Kevin Buettner wrote:
> 
> On May 13,  7:58am, Michael Snyder wrote:
> 
> > Kevin Buettner wrote:
> > > > On IA-64, when using "finish" to step out of a function, gdb will stop
> > > > on the line containing the call to the function that you've just
> > > > stepped out of.  The reason for this is that immediately after the
> > > > call instruction is an instruction which restores the global pointer.
> > > > Since this is part of the sequence of instructions forming the call,
> > > > it makes sense that gdb would place you on the line of the call instead
> > > > of the next executable line after the call.
> >
> > Such behavior is not all that unusual.  It might be good to
> > generalize the test so that it accepts either the line with
> > the function call or the line after, instead of making it
> > depend on a specific target.
> 
> I'm certainly willing to do this if acceptable to the testsuite
> maintainers.  Fernando, at least, had certain reservations about this
> patch to begin with.  (See the "What should `finish' do?" thread.)

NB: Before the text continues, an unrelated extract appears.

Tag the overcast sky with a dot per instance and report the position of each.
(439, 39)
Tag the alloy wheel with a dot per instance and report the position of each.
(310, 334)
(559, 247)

Well, let's separate the question of "what should GDB do" 
from "what should the testsuite do".  This is a testsuite
patch.  Changing the behavior of gdb is a related but not
identical discussion.

My opinion -- the testsuite should test the current behavior
of gdb, not the desired behavior.  If we expect that GDB will
stop either on the line of the function call or on the next
line, then both of those behaviors should pass.

If we wanted to be slightly more rigorous, we could say that
stopping on the line of the function call is an expected failure.
That shouldn't be difficult, neh?  Something like:

    -re {next-line-pattern} {
	pass "finish"
     }
    -re {function-call-line-pattern {
	setup-xfail "*-*-*"
	fail "finish"
    }
    -re {anything-else} {
	fail "finish"
    }

Index Nav: [Date Index] [Subject Index] [Author Index] [Thread Index]
Message Nav: [Date Prev] [Date Next] [Thread Prev] [Thread Next]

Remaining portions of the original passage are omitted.